Well yeah! I've said I am in a bad mood for multiple and diverse reasons. And you can bet that there are many more than these that I'm gonna list in this post. A post that already seems quite dense and long enough for your usual lack of curiosity, poor patience and short attention span. So, I will only mention one more cause.
Besides all the above, unfortunately my experience over here in the Hive blockchain through these last weeks haven't been inspiring or encouraging in the least. At least not as to feel too enthusiastic or merely inclined to publish something when I have had the opportunity to do so.
I have been fruitlessly wandering and snooping through all the main pages of the Hive blockchain (trending, hot, new) without finding any headline that really will invite me to click and read their content. Not even in my own feed page.
Almost 95% of the posts that I could see after several minutes of scrolling from top to bottom. Refreshing the page and start over again. Basically most of their titles were too unattractive, uninteresting, moderately promising or seducing enough to me as to attract my attention, pique my curiosity and prompt me to click on them.

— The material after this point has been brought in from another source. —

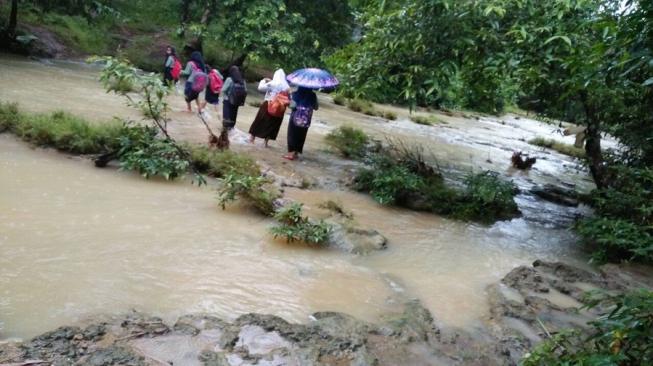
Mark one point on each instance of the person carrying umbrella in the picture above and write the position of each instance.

Sheesh! what I saw was a carnival of articles whose headline were practically a boring replica of the previous one. An endless string of posts that were all talking about the same intranscendental subject. Apparently about some kind of contest.
But when I finally decided to click on one of them to see what it was about. That's when I confirmed that it was indeed a contest. A contest of pretty lame interaction and poor comments. A regrettable ass-kissing show all along the feedback section. And an evident lack of true interest and contempt for what the author had written.

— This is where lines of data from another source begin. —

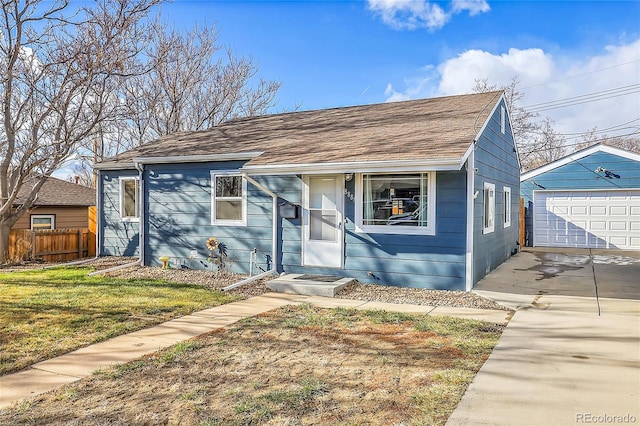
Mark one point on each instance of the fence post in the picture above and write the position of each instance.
(522, 222)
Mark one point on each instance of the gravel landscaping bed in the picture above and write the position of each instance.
(356, 291)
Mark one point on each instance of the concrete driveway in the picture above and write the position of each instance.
(571, 353)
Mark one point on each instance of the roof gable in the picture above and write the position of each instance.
(579, 155)
(436, 129)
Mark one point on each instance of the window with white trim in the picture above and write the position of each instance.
(489, 215)
(43, 221)
(229, 199)
(506, 206)
(402, 203)
(130, 199)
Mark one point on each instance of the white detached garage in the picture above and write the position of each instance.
(590, 199)
(587, 219)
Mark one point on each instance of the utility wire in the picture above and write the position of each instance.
(617, 127)
(580, 75)
(593, 142)
(581, 99)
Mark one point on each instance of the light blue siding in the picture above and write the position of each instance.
(419, 261)
(117, 237)
(580, 174)
(178, 209)
(496, 162)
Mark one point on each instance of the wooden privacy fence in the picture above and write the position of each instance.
(52, 245)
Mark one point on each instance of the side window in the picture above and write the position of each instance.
(229, 204)
(506, 206)
(489, 216)
(129, 199)
(43, 221)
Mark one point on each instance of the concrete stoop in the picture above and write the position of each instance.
(309, 285)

It was clearly perceived that all those who there commented only did so because it was part of the rules that governed the contest to participate. According to the rules, they were obliged to comment on the posts of the other participants. Failure to do so will not qualify yours for entry. So, all the commentators were not more than the rest of the contest participants. Yeah, an entire shitshow.
And then, the eventual bunch of posts from and about Leofinance which also were highly repetitive in its headlines all hinting the same type of topic and content. And as expected, also a heap of articles on many other contests about cooking recipes, makeup stuff and a myriad of nonsense that was not even worth to click and take a quick look. A daunting experience that only increased my bad mood.
So, practically so far in November. I've had no choice but hastily escape outta the blockchain and stay wandering out there too many hours to try to find something worthy, interesting, attractive and palatable to satisfy my insatiable appetite to find new, valuable and truly nutritious things that was incapable of offering me the now subpar content of the community on the social network on the blockchain.
A thing, that I had already time that it didn't happen to me. Since I frequently used to get pretty brainy, intellectual, entertaining, interesting and very captivating and nutritious content to consume without leaving the blockchain.
But hey, I guess it's been enough surrealism for a day. And this article seems long enough already for a Thanksgiving Thursday. Isn't it?
Oh! and by the way...
Because I think I'm going to leave this until here. Because to tell the truth. I really don't want all of this end up becoming into a too surreal talk.
We are biased towards dealing with what we see as immediate threats, rather than addressing greater but slower, long-term risks.
Hence last but not least.
Don't bother walking a mile in my shoes. That would be very boring. Just spend 10 seconds in my head. That indeed will freak you right out instantly!!